Noi abbiamo elaborato un modello di assistenza territoriale che ci sembra logico e logicamente efficiente, riassumibile nel «paradigma delle 5R». La faccio breve. Urge: una Regia nazionale unitaria per l’assistenza primaria, attraverso cui lo Stato assuma il ruolo di programmatore e controllore; che si stabiliscano Regole certe ed omogenee su scala nazionale per i processi di autorizzazione e accreditamento, in modo da superare definitivamente il sistema delle gare d’appalto; che si distinguano e si definiscano i Ruoli, innanzitutto tra la parte pubblica e gli erogatori privati e poi tra le diverse tipologie di operatori, che siano soggetti pubblici, privati o del privato sociale, tra cui certamente la cooperazione; che si implementino Reti di assistenza integrate e multiprofessionali, costituendo un modello reticolare i cui snodi siano presidiati da medici di medicina generale, specialisti, farmacisti, infermieri, tecnici della riabilitazione, operatori sociosanitari; che si assicuri Rigore nella misurazione dei risultati di salute nell’ambito delle prestazioni erogate.
La sanità in Italia è organizzata a livello regionale. In Italia ci sono modelli di sanità territoriale da prendere ad esempio? Quali e perché?
In Italia, proprio a causa di un sistema tanto disallineato, contempliamo contemporaneamente modelli regionali di gestione affatto dissimili: ospedalieri, territoriali e misti, condizione raggiunta soltanto in corso d’opera per recuperare sul terreno dell’emergenza. Le Regioni che hanno da subito mostrato la corda sono proprio quelle che applicavano il primo, troppo deficitario proprio nell’impalcatura. Io non sono convinto, tuttavia, che ci siano state governance per così dire federali del tutto virtuose, forse fatta eccezione per il Veneto che ha retto meglio di altri territori all’impatto della pandemia in virtù di un modello territoriale collaudato.
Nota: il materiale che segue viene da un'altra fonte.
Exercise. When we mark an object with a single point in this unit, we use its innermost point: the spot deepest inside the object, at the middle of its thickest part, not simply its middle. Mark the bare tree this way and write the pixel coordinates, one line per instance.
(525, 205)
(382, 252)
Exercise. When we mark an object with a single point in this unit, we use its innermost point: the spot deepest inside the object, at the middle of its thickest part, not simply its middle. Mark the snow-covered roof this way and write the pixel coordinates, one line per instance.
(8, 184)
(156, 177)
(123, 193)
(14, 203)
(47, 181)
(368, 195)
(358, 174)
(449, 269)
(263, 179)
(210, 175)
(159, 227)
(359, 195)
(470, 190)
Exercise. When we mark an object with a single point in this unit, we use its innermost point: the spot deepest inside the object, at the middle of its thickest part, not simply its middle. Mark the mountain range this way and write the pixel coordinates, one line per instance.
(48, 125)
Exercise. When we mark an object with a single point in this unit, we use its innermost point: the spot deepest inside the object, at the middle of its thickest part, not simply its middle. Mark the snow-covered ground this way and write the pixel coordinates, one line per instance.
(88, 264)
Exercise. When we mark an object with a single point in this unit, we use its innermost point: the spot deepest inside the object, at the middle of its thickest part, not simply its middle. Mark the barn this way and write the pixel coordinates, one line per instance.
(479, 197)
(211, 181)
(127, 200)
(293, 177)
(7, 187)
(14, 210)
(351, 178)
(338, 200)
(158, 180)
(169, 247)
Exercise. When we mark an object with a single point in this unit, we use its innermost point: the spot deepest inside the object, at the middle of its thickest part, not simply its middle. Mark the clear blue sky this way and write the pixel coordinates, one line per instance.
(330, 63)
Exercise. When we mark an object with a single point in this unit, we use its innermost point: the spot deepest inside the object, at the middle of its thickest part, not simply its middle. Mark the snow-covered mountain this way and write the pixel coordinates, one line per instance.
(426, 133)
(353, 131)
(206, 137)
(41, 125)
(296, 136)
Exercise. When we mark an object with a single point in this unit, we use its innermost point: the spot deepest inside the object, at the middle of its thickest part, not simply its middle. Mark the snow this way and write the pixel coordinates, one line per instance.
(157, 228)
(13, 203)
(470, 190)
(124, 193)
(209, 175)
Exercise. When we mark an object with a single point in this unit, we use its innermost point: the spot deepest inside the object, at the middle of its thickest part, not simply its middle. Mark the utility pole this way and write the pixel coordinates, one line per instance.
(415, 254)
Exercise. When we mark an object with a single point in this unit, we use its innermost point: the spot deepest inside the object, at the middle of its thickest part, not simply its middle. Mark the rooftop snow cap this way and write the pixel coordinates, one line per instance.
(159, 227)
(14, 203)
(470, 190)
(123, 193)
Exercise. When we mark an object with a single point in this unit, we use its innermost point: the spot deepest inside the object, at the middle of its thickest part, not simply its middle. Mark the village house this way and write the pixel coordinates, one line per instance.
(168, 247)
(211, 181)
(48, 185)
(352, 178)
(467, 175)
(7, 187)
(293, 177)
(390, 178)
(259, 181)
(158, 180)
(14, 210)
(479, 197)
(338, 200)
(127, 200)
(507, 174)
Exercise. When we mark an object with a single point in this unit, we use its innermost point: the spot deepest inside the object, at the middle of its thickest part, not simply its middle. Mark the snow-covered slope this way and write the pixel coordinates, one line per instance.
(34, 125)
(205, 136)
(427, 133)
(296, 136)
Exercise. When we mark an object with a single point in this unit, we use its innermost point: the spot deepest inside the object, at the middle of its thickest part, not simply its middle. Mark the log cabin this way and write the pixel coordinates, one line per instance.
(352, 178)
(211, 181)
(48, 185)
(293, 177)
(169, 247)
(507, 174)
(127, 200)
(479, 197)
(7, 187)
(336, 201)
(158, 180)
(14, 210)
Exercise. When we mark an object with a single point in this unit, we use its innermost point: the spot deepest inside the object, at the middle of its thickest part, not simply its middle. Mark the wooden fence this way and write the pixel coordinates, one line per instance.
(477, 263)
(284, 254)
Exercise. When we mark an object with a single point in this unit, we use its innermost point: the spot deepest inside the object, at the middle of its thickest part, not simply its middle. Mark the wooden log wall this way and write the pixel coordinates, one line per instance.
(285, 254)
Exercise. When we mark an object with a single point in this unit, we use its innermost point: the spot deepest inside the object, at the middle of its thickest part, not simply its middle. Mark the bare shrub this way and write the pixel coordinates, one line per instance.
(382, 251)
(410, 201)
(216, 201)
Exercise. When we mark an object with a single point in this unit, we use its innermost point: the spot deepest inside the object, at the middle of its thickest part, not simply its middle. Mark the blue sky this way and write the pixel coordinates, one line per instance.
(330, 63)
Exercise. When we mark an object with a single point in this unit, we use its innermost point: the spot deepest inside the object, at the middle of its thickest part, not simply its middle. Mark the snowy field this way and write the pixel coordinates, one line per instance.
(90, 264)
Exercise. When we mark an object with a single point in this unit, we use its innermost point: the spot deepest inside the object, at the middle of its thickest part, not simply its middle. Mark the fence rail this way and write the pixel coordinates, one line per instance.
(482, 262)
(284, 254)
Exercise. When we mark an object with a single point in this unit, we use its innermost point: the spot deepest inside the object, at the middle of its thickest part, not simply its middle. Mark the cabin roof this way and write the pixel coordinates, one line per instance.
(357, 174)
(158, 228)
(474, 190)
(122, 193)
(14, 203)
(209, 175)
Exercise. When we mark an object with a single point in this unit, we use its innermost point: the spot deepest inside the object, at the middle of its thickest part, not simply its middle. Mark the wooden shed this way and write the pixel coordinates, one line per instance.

Continuo a pensare che l’optimum sia ancora di là dall’essere raggiunto e che per guadagnarlo occorra ragionare su scala unitaria. In questo senso ho salutato con favore l’istituzione della «Commissione per la riforma dell’assistenza sanitaria e sociosanitaria della popolazione anziana», recentemente istituita dal Ministro della Salute Roberto Speranza e affidata alla presidenza di Monsignor Vincenzo Paglia. Perché, forse per la prima volta da anni, offre il segnale inequivocabile di una volontà politica centrale di sbrogliare la grande matassa della cronicità.
Quali sono le peculiarità dei sistemi mutualistici in sanità e quali risposte innovative stanno mettendo in campo nei territori?
In questo periodo il Terzo Settore ha offerto, come molte altre volte nel corso della sua vicenda nazionale, una miriade di esempi virtuosi, confermando la volontà dei padri costituenti che vollero sancire il ruolo della cooperazione nell’articolo 45 della Carta. Ogni episodio o esperienza raccolti dalle cronache o magari anche ignorati raccontano di un formidabile carico valoriale e di un altrettanto forte spirito di servizio alla comunità italiana, sempre in posizione sussidiaria. Penso alla prima fase dell’esperienza dei Covid Hotel, sorta proprio nell’alveo della cooperazione, penso alla somministrazione dei tamponi a domicilio nelle zone rosse del Lazio, penso anche al nostro piccolo grande esercito di soci lavoratori che non si sono risparmiati per consegnare nelle abitazioni di anziani soli o debilitati derrate alimentari e farmaci. Non coltivo il mito dell’eroismo, ma questa ordinaria straordinarietà mi riconcilia con la brutta epoca che stiamo scontando.